Events for 11/30/2020 from all calendars
Colloquium - Ian Jauslin
Time: 1:00PM - 2:00PM
Location: Zoom
Speaker: Ian Jauslin, Princeton University
Description:
Title: An effective equation to study Bose gases at all densities
Abstract: I will discuss an effective equation, which is used to study
the ground state of an interacting system of Bosonic
particles. The interactions induce many-body correlations in
the system, which makes it very difficult to study, be it
analytically or numerically. This system has been the focus of
much research in the past twenty years, and yet some of the
fundamental questions about it are still open. For instance,
there still is no proof of the emergence of a Bose-Einstein
condensate at finite density. A very successful
approximate approach to this problem is Bogolubov
theory, in which a series of approximations are made after
which the analysis reduces to a one-particle problem, which
incorporates the many-body correlations.
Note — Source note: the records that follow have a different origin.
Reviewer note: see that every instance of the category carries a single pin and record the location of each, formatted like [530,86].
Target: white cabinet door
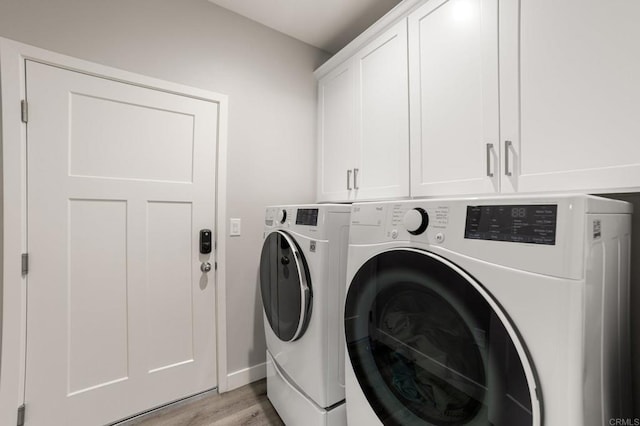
[579,94]
[382,168]
[336,134]
[453,64]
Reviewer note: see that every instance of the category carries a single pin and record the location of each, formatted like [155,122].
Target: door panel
[383,99]
[120,181]
[97,295]
[336,134]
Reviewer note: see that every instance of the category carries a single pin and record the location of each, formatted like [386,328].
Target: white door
[383,119]
[453,75]
[336,134]
[572,73]
[120,318]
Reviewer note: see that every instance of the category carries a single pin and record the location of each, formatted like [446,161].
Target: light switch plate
[234,227]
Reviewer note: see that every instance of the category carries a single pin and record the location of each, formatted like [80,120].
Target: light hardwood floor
[247,405]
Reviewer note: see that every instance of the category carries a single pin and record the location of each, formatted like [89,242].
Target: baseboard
[245,376]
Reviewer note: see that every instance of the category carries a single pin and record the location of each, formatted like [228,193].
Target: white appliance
[302,282]
[488,311]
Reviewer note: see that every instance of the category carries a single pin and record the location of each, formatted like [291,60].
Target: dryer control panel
[516,223]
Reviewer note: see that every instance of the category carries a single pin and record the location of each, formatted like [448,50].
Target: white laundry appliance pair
[302,283]
[489,311]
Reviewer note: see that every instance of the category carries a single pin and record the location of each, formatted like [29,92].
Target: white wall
[272,99]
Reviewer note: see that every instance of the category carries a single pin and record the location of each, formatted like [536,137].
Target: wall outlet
[234,227]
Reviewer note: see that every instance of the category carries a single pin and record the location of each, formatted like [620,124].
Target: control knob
[416,221]
[282,216]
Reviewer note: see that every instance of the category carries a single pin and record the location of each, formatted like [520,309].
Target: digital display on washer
[513,223]
[307,217]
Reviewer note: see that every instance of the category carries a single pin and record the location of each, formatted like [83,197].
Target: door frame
[13,211]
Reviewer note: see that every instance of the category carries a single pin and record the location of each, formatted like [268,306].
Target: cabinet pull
[507,167]
[489,149]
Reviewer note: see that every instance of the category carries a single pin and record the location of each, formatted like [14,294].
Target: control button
[282,216]
[416,221]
The effective equation
I will discuss is arrived at by making a very different set of
approximations, and, like Bogolubov theory, ultimately reduces
to a one-particle problem, in the form of a non-linear and
non-local partial differential equation in three
dimensions. But, whereas Bogolubov theory is accurate only for
very small densities, the effective equation coincides with the
many-body Bose gas at both low and high densities. I will
discuss some recent results which make this statement more
precise, and present numerical evidence that this effective
equation is remarkably accurate for all densities, small,
intermediate, and large. In other words, the analytical and
numerical evidence suggest that this effective equation can
capture many-body correlations in a one-particle picture beyond
what Bogolubov theor can accomplish. Thus, this effective
equation gives an alternative approach to study the low density
behavior of the Bose gas, about which there still are many
important open questions, such us Bose-Einstein
Condensation. In addition, it opens an access to
properties of the Bose gas at intermediate densities, which,
until now, were only accessible to MC simulations.